# Arctic Cat Winch Problem



## JDT (Nov 16, 2008)

I have a 2004 Arctic Cat 400 with a Warn Winch. The winch stopped working awhile ago, when I click the in our out buttons I just hear a clicking coming from a box under the seat. I can't find any information anywhere on this, has anyone experienced a similar problem, or may be able to provide some insight on how to fix my problem?
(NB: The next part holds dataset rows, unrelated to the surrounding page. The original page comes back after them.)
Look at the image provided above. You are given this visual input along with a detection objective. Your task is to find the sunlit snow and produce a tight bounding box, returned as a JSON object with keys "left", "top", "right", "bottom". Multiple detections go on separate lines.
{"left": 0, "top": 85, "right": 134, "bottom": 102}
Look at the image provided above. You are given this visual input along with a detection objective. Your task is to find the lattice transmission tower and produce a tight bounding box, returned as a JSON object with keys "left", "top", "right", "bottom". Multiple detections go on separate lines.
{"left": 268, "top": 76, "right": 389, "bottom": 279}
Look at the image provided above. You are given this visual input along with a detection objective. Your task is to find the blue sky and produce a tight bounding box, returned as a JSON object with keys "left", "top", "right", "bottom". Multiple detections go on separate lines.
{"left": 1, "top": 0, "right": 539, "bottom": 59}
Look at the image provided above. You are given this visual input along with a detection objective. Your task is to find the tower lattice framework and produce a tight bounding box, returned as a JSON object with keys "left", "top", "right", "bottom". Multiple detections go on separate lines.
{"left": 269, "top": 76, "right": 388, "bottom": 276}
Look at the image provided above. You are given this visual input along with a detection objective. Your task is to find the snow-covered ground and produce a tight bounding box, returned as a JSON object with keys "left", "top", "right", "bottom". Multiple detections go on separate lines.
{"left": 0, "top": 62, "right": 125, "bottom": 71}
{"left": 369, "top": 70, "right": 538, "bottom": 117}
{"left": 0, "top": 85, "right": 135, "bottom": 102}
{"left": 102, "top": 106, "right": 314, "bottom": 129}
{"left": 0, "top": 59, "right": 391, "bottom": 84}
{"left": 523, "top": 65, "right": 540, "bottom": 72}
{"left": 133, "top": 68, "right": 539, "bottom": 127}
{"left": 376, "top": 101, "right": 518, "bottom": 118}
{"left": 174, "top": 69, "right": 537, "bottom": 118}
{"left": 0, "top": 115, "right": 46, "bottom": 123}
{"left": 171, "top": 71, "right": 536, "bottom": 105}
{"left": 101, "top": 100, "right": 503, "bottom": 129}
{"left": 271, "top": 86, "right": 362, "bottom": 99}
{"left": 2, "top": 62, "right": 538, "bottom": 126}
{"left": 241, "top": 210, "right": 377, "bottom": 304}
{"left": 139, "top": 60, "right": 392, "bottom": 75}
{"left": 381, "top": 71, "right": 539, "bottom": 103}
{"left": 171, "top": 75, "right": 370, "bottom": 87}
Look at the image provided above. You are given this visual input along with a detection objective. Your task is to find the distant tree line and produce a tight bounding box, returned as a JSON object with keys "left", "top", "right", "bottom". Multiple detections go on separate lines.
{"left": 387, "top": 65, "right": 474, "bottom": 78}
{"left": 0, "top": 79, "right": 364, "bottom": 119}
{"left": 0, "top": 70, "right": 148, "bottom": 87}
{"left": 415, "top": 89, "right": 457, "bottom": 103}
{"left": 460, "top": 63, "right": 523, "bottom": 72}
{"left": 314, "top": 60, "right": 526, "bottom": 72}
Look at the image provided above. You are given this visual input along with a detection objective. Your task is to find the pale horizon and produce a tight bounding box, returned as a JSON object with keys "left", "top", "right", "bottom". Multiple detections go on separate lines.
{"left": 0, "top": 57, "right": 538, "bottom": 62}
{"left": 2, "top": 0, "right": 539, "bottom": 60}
Thanks for your help in advance!

Jeff


----------



## loggerman (Oct 27, 2009)

Go to arcticchat.com , there is a answer for everything ac there!


----------



## IPLOWSNO (Oct 11, 2008)

its the solenoid imo, click click click and its on a cat, warn and cat go handin hand lol

call superwinchs rebuild center and the guy will sell ya a rebuilt cheap likw new, i have'nt had a problem in years nock on wood


----------



## loggerman (Oct 27, 2009)

I have 3 atvs a thundercat 1000 and 2 650 v2s and never had any trouble with winches! The 650s are 05 machines and they get rode hard every year! The warns will last forever with a yearly mantanance program


----------



## EaTmYtAiLpIpEs (Aug 23, 2007)

I am 99.8% sure it is he solenoid. It is either on the outside(back) of the battery box.


----------



## JDT (Nov 16, 2008)

Thanks guys, any idea's on where I can get a solenoid? Both AC dealers in my area have closed their doors.....


----------



## IPLOWSNO (Oct 11, 2008)

warn maybe


----------



## EaTmYtAiLpIpEs (Aug 23, 2007)

JDT;848090 said:


> Thanks guys, any idea's on where I can get a solenoid? Both AC dealers in my area have closed their doors.....


ebay most likely


----------



## eicivic (Oct 30, 2009)

Mine did the same thing. Double check the connections at the solenoid and the connections where you got your power source. Being my cat has seen a lot of mud and water i had a bad connection so it didn't have the voltage required. Clean the connections and give it a try... Worst thing is you may waste a few minutes of your day.


----------



## JoeCool (Oct 29, 2009)

Yes, check connections, but use a voltage tester. When it clicks is the power coming out of the solenoid? If it is then is the connection at the winch putting the power to the winch? I had a similar problem, the brushes in the winch motor were the issue. One had broken off from the terminal on the inside of the case. I soldered it back on and used the winch for a year before selling the quad. IMO, the clicking solenoid indicates that it IS operating. As I said, use a voltage tester and trace the power from the source all the way to the winch. Winch is just an electric motor, don't be afraid to open it up if you need to.


----------